18.2.2 Botenhuis/steiger
-
s. daar waar de bestemming “Groen” grenst aan de bestemming 'Wonen - 1 zijn tevens tot 2,50 meter uit de kavelgrens de bouw van botenhuizen toegestaan, met een hoogte van maximaal 1,5 meter, gemeten vanaf het hoogste waterpeil (NAP –5,20 m);
-
t. voor zover tevens een boothuis is toegestaan op de gronden aangewezen voor 'Wonen - 1' en 'Water' mag het totaal niet meer dan één boothuis bedragen;
-
u. Bij kavels met een grootte tot 600 m2 is een steiger toegestaan van 5 meter breed en bij kavels vanaf 600 m2 is een steiger van 7,5 meter toegestaan;
-
v. daar waar de bestemming “Groen” grenst aan de bestemming 'Wonen - 1' en evenwijdig aan de Renier Rondhorstdijk is gelegen, is de aanleg en de bouw van een steiger –waaronder tevens vlonder verstaan- en/of botenhuis niet toegestaan;
18.2.4 Afwijken van de bouwregels
-
a. Burgemeester en wethouders kunnen bij een omgevingsvergunning afwijken van het bepaalde in lid 18.2.1 terzake van het toelaten van bouwwerken binnen een zone van 50 meter, gemeten uit de kant van het wegdek van de Rijksweg A20, met dien verstande dat hierover overeenstemming is bereikt met de wegbeheerder.
-
b.
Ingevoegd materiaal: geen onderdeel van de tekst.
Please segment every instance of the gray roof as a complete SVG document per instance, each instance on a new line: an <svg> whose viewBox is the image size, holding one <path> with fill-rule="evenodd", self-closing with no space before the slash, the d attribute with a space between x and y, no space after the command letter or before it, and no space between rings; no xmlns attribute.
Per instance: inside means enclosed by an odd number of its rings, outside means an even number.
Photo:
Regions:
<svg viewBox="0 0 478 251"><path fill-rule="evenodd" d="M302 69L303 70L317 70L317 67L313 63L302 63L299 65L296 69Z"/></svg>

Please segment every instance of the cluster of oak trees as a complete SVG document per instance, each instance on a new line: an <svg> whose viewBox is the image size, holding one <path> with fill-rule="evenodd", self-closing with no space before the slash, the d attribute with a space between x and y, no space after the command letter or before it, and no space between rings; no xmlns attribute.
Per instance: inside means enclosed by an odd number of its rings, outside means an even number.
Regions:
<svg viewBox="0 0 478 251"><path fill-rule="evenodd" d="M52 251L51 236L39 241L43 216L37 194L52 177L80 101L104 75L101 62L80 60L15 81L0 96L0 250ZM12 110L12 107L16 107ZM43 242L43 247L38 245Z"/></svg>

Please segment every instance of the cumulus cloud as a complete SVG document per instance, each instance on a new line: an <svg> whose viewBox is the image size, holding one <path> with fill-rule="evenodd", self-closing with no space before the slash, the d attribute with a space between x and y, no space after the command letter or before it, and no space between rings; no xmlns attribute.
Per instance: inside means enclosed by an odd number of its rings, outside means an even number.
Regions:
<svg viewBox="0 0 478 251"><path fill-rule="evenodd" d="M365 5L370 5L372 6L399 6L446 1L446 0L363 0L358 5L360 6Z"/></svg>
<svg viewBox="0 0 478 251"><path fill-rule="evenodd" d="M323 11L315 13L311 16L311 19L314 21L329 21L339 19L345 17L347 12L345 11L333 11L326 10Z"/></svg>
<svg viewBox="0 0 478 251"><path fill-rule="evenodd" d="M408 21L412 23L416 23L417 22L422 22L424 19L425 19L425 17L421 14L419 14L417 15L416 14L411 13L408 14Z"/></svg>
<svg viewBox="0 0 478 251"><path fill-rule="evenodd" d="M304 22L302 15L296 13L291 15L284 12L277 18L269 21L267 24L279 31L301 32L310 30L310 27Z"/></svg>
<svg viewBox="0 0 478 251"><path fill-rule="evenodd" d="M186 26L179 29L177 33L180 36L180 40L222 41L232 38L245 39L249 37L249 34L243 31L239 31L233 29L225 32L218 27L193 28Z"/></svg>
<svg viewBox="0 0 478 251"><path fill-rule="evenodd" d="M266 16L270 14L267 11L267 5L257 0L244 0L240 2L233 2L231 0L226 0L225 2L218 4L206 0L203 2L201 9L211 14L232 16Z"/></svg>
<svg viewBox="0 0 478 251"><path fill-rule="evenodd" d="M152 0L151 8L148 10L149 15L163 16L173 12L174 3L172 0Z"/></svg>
Burgemeester en wethouders kunnen bij een omgevingsvergunning afwijken van het bepaalde in lid 18.2.1 terzake van het toelaten van overhangende bouwwerken binnen een zone van 50 meter, gemeten uit de kant van het wegdek van de Rijksweg A20, met dien verstande dat: de overhangende bebouwing ten minste 5 meter boven de geluidswal uitsteekt, de hoogte maximaal 20 meter bedraagt en hierover overeenstemming is bereikt met de wegbeheerder.
-
c. Burgemeester en wethouders kunnen bij een omgevingsvergunning afwijken van het bepaalde in 18.2.1 ten behoeve van een bredere brug, indien dit noodzakelijk is voor de bereikbaarheid van hulpvoertuigen.